I spent last weekend at the Colours of Ostrava festival and, despite a fair amount of waterproof-wearing, there was no need for wellies at all. The few wellie-wearers that I did see were rather making a fashion statement than taking flood precautions.
So how do people manage to have fun at a festival without the pleasure of dancing in ankle-deep squelching mud? Well, in the case of Colours, this festival has a well-established tradition of presenting an excellent line-up of top-class performers, so no-one leaves without fond memories of the wide-ranging musical content. Even off-site the festival brings life and energy to the streets of Ostrava in the form of art events, music and theatre performances.
One thing that has provoked a lot of comment from festival-goers this year is the change of venue for Colours. I was there for the first time, and found the post-industrial environment of the former steelworks a fascinating location, but I wondered what some of the performers thought (not to mention all the loyal fans mourning the loss of the previous site). Imagine coming all the way from Africa or South America to what you understand is a “summer festival” and being stuck on a minor stage in the midst of rusting industrial decay dripping with rain. You would surely wonder if you had got off the plane in the wrong place. Fortunately, the fans at Colours are an appreciative bunch and manage to make all the artists feel welcome. Big smiles all around.

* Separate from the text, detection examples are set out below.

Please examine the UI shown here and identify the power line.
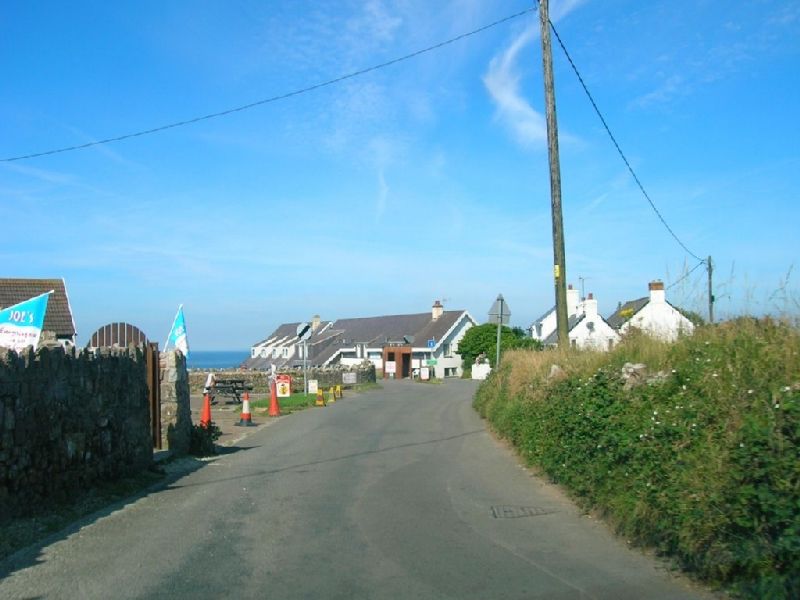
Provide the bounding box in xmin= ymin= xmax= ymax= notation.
xmin=667 ymin=260 xmax=706 ymax=290
xmin=0 ymin=7 xmax=536 ymax=162
xmin=550 ymin=21 xmax=703 ymax=268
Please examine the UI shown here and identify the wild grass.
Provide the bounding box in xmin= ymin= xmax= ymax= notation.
xmin=475 ymin=318 xmax=800 ymax=598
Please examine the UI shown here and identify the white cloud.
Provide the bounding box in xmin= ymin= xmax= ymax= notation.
xmin=483 ymin=0 xmax=584 ymax=147
xmin=483 ymin=26 xmax=547 ymax=146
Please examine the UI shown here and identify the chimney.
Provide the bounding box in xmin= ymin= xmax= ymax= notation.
xmin=567 ymin=283 xmax=580 ymax=317
xmin=647 ymin=279 xmax=667 ymax=304
xmin=431 ymin=300 xmax=444 ymax=321
xmin=583 ymin=293 xmax=597 ymax=319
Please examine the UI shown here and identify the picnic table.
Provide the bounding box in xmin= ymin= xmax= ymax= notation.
xmin=211 ymin=379 xmax=253 ymax=404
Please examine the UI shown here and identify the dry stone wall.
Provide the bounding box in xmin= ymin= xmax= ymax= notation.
xmin=0 ymin=348 xmax=153 ymax=520
xmin=160 ymin=351 xmax=192 ymax=455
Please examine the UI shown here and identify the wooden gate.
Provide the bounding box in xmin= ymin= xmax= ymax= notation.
xmin=144 ymin=342 xmax=161 ymax=450
xmin=87 ymin=322 xmax=161 ymax=450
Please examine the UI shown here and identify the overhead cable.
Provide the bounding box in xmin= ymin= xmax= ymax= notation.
xmin=550 ymin=21 xmax=703 ymax=261
xmin=0 ymin=7 xmax=536 ymax=162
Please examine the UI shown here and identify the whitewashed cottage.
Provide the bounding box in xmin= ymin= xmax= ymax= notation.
xmin=608 ymin=280 xmax=694 ymax=342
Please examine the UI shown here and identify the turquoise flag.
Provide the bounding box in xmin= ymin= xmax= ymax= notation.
xmin=0 ymin=290 xmax=53 ymax=352
xmin=164 ymin=304 xmax=189 ymax=357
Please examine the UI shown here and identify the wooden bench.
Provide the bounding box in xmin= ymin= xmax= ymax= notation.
xmin=211 ymin=379 xmax=253 ymax=404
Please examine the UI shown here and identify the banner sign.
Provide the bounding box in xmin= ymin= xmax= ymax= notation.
xmin=275 ymin=375 xmax=292 ymax=398
xmin=0 ymin=290 xmax=53 ymax=352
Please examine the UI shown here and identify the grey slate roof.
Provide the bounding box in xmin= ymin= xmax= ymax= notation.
xmin=606 ymin=296 xmax=650 ymax=330
xmin=242 ymin=310 xmax=472 ymax=369
xmin=0 ymin=279 xmax=75 ymax=339
xmin=542 ymin=315 xmax=584 ymax=346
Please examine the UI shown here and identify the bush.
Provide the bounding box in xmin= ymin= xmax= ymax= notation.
xmin=475 ymin=319 xmax=800 ymax=598
xmin=189 ymin=421 xmax=222 ymax=456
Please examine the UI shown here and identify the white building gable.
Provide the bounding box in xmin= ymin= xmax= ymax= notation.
xmin=609 ymin=281 xmax=694 ymax=342
xmin=528 ymin=285 xmax=582 ymax=342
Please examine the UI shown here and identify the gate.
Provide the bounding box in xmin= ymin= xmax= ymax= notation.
xmin=144 ymin=342 xmax=161 ymax=450
xmin=87 ymin=322 xmax=161 ymax=450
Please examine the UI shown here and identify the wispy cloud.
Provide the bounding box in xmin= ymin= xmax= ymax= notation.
xmin=483 ymin=0 xmax=583 ymax=147
xmin=483 ymin=27 xmax=547 ymax=146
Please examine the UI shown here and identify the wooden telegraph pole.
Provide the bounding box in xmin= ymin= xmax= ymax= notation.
xmin=706 ymin=256 xmax=714 ymax=323
xmin=539 ymin=0 xmax=569 ymax=348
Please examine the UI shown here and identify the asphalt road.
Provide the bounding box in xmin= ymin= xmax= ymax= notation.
xmin=0 ymin=380 xmax=706 ymax=600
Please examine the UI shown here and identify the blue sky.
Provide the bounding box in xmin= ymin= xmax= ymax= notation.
xmin=0 ymin=0 xmax=800 ymax=349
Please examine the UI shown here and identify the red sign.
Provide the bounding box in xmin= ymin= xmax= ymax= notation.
xmin=275 ymin=375 xmax=292 ymax=398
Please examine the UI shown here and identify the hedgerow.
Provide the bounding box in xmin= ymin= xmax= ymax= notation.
xmin=475 ymin=319 xmax=800 ymax=598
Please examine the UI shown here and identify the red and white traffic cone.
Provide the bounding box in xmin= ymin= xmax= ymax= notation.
xmin=200 ymin=394 xmax=211 ymax=429
xmin=236 ymin=392 xmax=255 ymax=427
xmin=267 ymin=379 xmax=281 ymax=417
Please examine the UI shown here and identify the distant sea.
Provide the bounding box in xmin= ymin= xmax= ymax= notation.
xmin=186 ymin=349 xmax=250 ymax=369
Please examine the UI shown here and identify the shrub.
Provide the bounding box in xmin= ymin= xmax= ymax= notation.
xmin=475 ymin=319 xmax=800 ymax=598
xmin=189 ymin=421 xmax=222 ymax=456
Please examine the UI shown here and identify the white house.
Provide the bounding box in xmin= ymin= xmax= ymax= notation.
xmin=528 ymin=284 xmax=581 ymax=343
xmin=608 ymin=280 xmax=694 ymax=342
xmin=242 ymin=300 xmax=477 ymax=378
xmin=544 ymin=290 xmax=620 ymax=351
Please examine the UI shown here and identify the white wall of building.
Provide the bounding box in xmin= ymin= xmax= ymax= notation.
xmin=569 ymin=294 xmax=620 ymax=352
xmin=620 ymin=282 xmax=694 ymax=342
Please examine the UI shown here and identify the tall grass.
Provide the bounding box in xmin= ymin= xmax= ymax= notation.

Between the long shifts of music and merriment my friends and I slept it off in student accommodation at the technical university. The first surprise for me was to see the names of graduates daubed in paint on the paving of the campus. It was clear from the lack of creative originality that the happy students had graduated in technical subjects, but it added a nice personal touch to the otherwise drab environment of the dormitory blocks. I wonder how a graduate-graffiti tradition like this would be accepted in British universities? Can’t imagine it going down well in Oxford or Cambridge!
Surprise number two was the size of the room in which two, or even three, students were expected to live out their academic lives. I was glad we were there for only a weekend, and just to crash-out. As the Italian guy said in the film “Down by Law” on entering his prison cell, “There is not room here to swing a cat!”. I remembered the first place I lived as a student, sharing with 3 others on my course. I was glad to be out of that by Christmas the first year when some friends and I rented a private flat (it was a squalid dive, but it was home to us!). These things are as much part of the formative process as the academic study itself.
The Czech Republic is positively bursting with festivals throughout the summer, its almost impossible to decide where to go next.